Hay imágenes que son obvias y no por eso dejan de ser logradas, Snyder se encargan de mostrarnos a Superman como un Dios desde todos los ángulos posibles, plano onírico incluido. A diferencia de un Batman al que se lo presenta con toda su negritud, conflictuado, y más high tech que nunca. Tenemos también la presencia de Diana Prince/Wonder Woman, correctamente introducida y lista para la aventura propia; más algunos asomos que mejor no revelar.
Batman V Superman se guarda varias sorpresas y giros, su mejor fortaleza es que su guión no es una mera excusa para ir a la acción, presenta un debate real. Más allá de algunos agujeros en su desarrollo (que los hay en todas este tipo de películas), y alguna aparición algo comprimida sobre el final un poco forzada (aunque era de esperarse, lo mismo que el sobrecargo de CGI en esta instancia).
Todo se sostienes muy bien durante sus más de dos horas y media, que hay que remarcarlo, pasan rapidísimo. Nunca se pierde, no nos entrega caramelos visuales empalagoso pero vacíos (repetimos salvo el “necesario” final), y se erige con la idea de ser más que otra película de superhéroes.
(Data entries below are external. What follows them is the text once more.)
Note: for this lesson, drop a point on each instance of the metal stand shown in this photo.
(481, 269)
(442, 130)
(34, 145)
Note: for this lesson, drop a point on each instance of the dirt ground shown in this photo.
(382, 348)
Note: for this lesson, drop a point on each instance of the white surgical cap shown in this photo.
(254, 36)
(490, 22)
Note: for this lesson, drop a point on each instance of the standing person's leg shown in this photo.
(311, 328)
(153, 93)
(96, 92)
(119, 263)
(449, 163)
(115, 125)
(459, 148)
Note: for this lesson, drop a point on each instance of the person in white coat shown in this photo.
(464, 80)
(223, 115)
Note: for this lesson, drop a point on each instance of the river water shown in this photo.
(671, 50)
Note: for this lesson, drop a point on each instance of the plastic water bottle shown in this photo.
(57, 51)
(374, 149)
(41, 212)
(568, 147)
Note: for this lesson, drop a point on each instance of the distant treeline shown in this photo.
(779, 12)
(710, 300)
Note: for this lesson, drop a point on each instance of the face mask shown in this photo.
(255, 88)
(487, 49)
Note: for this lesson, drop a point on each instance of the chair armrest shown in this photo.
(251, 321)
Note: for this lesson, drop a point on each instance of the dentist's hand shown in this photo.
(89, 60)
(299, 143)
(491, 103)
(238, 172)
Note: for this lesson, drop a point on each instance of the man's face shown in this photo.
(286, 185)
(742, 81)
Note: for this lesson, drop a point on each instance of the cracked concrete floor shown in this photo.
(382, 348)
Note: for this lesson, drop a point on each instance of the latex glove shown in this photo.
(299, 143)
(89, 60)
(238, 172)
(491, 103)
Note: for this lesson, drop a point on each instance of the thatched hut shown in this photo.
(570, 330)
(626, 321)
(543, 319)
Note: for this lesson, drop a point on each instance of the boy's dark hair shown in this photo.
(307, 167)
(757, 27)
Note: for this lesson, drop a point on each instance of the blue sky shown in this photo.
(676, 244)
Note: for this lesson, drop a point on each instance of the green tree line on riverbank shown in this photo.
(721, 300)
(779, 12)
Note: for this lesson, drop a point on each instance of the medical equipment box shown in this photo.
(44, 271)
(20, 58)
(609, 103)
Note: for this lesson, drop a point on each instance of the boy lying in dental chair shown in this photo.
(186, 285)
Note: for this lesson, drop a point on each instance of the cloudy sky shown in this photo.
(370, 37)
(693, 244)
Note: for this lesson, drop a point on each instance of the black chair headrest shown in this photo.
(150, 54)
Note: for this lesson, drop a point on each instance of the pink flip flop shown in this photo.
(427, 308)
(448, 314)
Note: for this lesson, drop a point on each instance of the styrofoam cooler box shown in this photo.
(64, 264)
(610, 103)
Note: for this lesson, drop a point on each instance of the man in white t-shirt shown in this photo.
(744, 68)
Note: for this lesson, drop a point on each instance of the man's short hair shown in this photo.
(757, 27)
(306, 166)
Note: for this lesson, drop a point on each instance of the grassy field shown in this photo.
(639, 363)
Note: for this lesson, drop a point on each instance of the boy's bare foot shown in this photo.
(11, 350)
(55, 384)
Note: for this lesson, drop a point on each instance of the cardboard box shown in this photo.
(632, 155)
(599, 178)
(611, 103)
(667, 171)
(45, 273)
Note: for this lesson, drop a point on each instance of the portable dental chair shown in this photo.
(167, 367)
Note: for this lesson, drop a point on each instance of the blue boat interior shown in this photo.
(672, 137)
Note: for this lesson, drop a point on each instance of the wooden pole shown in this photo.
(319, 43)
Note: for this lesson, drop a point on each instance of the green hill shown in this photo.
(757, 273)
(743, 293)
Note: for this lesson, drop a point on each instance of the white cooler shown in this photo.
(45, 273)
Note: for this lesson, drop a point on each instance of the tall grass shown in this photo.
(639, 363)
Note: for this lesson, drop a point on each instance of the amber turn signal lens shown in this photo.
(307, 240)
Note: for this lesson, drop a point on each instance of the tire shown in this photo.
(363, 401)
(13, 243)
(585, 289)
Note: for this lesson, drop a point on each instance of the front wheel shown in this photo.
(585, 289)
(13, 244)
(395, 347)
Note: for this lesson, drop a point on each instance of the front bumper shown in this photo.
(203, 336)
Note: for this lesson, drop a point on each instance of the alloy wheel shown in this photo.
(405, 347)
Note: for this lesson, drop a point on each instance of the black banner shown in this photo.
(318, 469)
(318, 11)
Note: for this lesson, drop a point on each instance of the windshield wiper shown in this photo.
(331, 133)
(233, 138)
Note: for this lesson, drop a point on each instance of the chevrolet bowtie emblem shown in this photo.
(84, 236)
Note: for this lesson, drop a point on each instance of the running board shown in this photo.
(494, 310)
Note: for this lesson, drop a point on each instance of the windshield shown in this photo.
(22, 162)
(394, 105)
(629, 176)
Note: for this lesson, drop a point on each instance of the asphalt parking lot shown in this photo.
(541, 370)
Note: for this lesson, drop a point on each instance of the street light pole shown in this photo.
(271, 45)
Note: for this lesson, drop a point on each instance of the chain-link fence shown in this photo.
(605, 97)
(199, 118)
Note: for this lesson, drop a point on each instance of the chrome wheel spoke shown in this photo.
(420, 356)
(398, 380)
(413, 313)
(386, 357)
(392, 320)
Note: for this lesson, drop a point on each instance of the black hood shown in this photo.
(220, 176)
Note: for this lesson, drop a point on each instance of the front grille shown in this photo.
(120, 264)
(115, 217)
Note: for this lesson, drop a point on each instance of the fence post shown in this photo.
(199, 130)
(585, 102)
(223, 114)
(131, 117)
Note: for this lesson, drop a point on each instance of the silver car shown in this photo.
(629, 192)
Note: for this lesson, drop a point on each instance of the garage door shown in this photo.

Henry Cavill, convincente, no tiene mucho más que demostrar como Superman, aunque aquí gana algo más de espacio Clark Kent. Quien si toma más importancia que en la anterior película es Amy Adams como Lois Lane, y ya sabemos que a la colorada no parece haber personaje que le quede grande.
Jeremy Irons como un Alfred mucho más actual se encuentra en un rol justo. Gal Gadot como Diana Prince juega al misterio, se asoma, y se prepara para lo que será su protagonismo. Y lo que todos se preguntaban, Ben Affleck cumple, sale más que airoso de representar a un personaje tan icónico, más que Batman, a Bruce Wayne, le otorga una impronta propia y lo hace suyo; no hay nada que dudar de él.
Podrán decir que Batman V Superman: El Origen de la Justicia no es una película perfecta, tiene sus flaquezas, es cierto. Pero como viene marcando DC en modo distintivo, convence favorablemente con su ímpetu de otorgar algo más que un entretenimiento ligero y pochoclero.
El Snyder de Watchmen (aunque más encorsetado) parece presentar nuevamente la pregunta sobre qué es un superhéroe y cómo nos pararíamos frente a él como pueblo. Proeza nada menor.